QUANTIFYING SUBSURFACE HYDROLOGY WITH GROUND PENETRATING RADAR AND AGRICULTURAL MONITORING DATA

Subsurface-water dynamics can influence crop growth within a production field, as well as the fate of surface-applied fertilizers and pesticides migrating thru agricultural land. Ground-penetrating radar (GPR) and digital elevation maps (DEM) were used to locate and quantify subsurface flow where water appears to have converged into discrete subsurface pathways. In this study, the GPR protocol was extended to a 3.2-ha corn-production field which drains into a first-order stream. Soil moisture and yield patterns within the production field as well as nitrate base-flow concentrations in the neighboring first-order stream were monitored to confirm the extent of the subsurface-flow pathways. Over 9,000 soil-water content readings were analyzed daily using moisture capacitance probes for three growing seasons while corn grain production was collected using a GPS-based crop-yield monitor. Soil-water contents and yield were averaged over three spatial zones (0-5 m, 5-10 m, and 10-15 m) representing increased distances from the GPR-identified flow pathways. Results show that the spatially-averaged yields during a drought year decreased with increasing distance from the GPR-identified subsurface-flow pathways.
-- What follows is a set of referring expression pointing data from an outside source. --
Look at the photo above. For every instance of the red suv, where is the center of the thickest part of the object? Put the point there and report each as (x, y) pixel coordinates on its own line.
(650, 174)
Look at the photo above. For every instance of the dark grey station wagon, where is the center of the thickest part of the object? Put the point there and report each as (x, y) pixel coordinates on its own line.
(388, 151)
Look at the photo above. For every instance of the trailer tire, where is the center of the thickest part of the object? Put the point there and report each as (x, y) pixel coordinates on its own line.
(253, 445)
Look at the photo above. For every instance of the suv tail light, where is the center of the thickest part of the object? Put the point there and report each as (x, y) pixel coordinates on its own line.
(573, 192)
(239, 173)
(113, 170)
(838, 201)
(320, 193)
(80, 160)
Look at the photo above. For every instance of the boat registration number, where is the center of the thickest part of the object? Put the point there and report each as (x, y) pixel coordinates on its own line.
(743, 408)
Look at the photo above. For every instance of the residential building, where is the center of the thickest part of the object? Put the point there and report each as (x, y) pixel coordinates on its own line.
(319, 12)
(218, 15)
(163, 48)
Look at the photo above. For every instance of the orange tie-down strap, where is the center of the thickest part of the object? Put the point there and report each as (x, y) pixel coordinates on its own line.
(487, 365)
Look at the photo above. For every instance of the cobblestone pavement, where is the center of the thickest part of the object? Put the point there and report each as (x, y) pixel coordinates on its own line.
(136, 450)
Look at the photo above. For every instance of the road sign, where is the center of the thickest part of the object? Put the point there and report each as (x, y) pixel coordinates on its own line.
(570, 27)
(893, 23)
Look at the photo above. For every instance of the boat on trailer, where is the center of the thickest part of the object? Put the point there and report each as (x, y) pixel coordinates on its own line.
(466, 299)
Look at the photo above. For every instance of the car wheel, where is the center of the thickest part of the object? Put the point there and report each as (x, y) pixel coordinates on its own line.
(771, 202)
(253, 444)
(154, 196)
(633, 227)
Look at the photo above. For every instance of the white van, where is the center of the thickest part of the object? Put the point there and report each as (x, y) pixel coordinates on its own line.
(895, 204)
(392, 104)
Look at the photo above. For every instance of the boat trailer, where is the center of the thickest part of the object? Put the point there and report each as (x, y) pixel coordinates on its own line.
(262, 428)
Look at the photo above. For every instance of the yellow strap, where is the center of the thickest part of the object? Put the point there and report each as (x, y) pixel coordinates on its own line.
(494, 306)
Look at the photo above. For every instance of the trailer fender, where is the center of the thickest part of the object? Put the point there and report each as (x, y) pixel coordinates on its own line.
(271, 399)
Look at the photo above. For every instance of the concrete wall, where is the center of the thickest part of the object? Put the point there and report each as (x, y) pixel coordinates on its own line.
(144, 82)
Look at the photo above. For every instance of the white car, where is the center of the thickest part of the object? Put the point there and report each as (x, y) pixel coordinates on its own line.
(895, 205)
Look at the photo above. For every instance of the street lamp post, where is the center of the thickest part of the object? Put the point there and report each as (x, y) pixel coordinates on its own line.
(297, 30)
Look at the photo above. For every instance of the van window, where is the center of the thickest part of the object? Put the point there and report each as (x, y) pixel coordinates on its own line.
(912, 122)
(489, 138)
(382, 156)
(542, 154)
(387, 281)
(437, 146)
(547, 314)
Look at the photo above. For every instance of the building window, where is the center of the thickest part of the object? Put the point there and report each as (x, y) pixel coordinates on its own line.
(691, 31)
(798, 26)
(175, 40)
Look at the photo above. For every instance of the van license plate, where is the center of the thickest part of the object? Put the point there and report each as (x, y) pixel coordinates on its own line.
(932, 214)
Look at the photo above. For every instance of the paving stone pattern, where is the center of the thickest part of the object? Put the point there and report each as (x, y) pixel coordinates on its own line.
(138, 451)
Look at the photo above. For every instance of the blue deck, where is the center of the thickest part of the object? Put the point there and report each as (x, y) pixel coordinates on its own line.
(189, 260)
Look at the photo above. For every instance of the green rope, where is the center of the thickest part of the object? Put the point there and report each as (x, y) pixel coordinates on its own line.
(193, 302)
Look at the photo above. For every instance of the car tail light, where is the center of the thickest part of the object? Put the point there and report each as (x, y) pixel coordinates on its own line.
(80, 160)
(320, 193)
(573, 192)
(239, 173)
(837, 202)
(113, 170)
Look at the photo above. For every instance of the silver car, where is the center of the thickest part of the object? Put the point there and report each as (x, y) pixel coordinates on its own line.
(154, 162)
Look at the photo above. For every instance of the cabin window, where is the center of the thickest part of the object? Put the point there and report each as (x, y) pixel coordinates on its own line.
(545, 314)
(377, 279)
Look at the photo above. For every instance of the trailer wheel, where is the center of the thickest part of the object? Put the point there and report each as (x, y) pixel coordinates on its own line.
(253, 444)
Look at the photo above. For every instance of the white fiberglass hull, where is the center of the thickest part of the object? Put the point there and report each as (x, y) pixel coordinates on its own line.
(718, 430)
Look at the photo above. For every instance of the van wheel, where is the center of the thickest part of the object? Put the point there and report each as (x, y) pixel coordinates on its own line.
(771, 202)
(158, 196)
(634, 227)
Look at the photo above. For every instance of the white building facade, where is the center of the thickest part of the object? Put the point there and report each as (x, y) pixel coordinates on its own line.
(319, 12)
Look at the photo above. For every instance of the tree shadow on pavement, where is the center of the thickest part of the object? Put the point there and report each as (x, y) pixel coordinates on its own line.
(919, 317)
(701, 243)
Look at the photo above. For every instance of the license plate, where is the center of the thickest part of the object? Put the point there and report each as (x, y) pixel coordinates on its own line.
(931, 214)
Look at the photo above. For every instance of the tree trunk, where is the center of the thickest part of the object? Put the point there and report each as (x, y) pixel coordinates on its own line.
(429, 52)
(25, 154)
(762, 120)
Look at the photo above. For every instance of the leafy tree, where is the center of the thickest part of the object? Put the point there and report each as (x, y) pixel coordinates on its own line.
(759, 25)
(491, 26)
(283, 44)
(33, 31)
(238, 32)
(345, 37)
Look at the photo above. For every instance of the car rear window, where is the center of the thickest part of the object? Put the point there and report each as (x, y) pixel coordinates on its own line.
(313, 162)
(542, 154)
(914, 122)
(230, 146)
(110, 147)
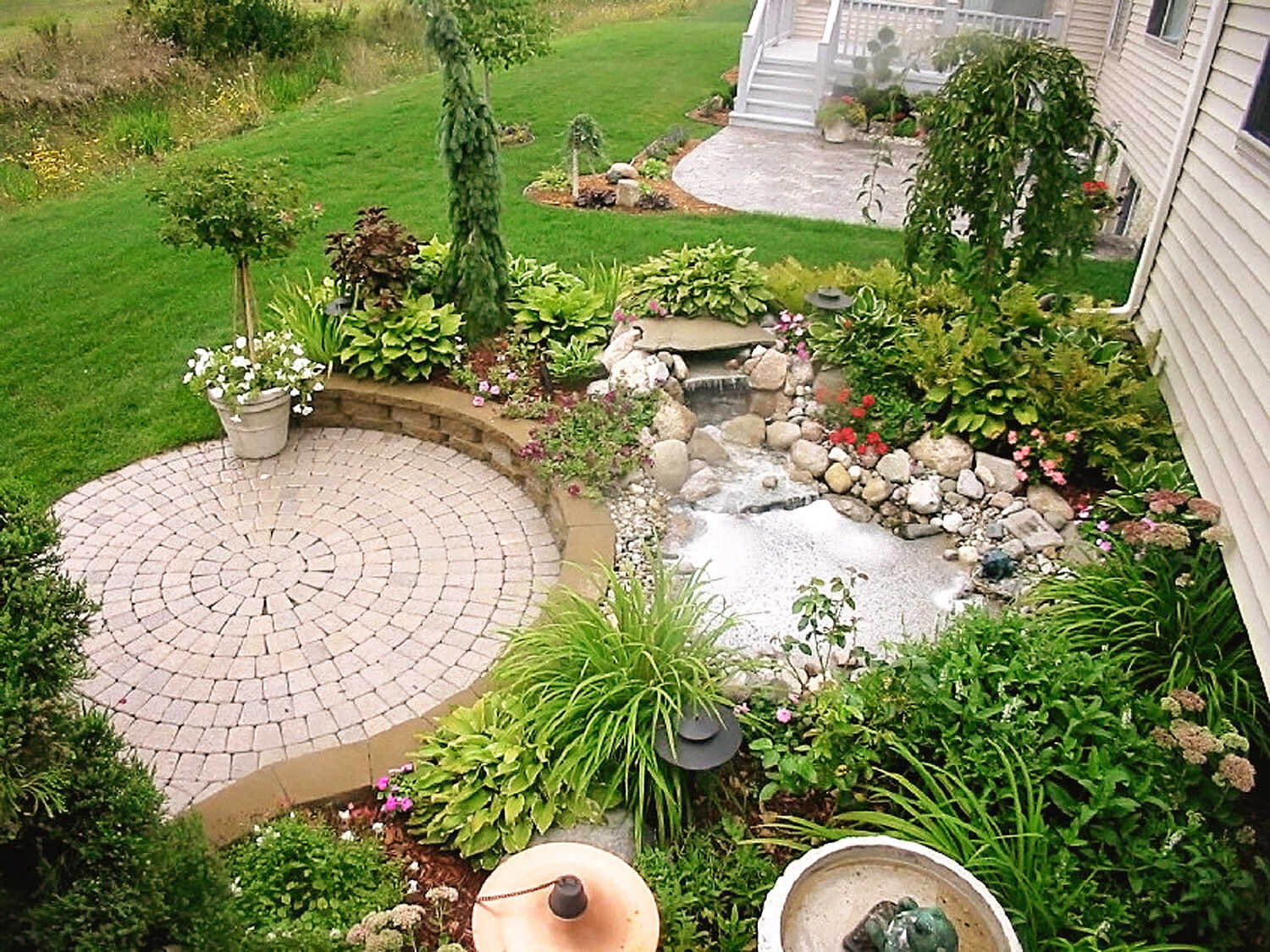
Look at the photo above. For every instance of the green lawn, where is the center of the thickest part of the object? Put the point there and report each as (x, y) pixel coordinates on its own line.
(99, 317)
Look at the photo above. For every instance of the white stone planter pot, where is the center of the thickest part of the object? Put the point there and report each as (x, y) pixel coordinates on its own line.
(837, 131)
(826, 893)
(263, 423)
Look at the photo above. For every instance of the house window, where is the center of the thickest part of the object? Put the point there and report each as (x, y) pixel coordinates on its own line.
(1256, 124)
(1168, 19)
(1119, 25)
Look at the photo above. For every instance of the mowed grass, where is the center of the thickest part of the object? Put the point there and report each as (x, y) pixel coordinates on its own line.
(99, 317)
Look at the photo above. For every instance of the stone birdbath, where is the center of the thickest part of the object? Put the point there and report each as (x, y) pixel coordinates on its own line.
(825, 894)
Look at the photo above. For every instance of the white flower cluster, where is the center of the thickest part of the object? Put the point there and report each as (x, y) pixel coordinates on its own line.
(230, 376)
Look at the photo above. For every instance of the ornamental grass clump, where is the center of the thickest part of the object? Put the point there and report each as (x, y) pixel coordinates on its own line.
(599, 680)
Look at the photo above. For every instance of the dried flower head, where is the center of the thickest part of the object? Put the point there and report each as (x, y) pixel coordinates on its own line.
(1237, 771)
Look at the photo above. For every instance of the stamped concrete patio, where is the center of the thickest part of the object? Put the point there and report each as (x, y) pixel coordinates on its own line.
(258, 611)
(790, 173)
In addition, spatially-averaged, soil-water contents for three consecutive growing seasons demonstrated a consistent decrease in soil-water content with increasing distance from the GPR-identified subsurface-flow pathways. In addition, nitrate concentrations and nitrate fluxes in the first-order stream increased with increasing base-flows supporting the conceptual model of discrete pathways draining into the riparian area. This research suggests that subsurface flow pathways exist and can have a dramatic impact on production as well as the quality of water exiting land with this climate and soil morphology.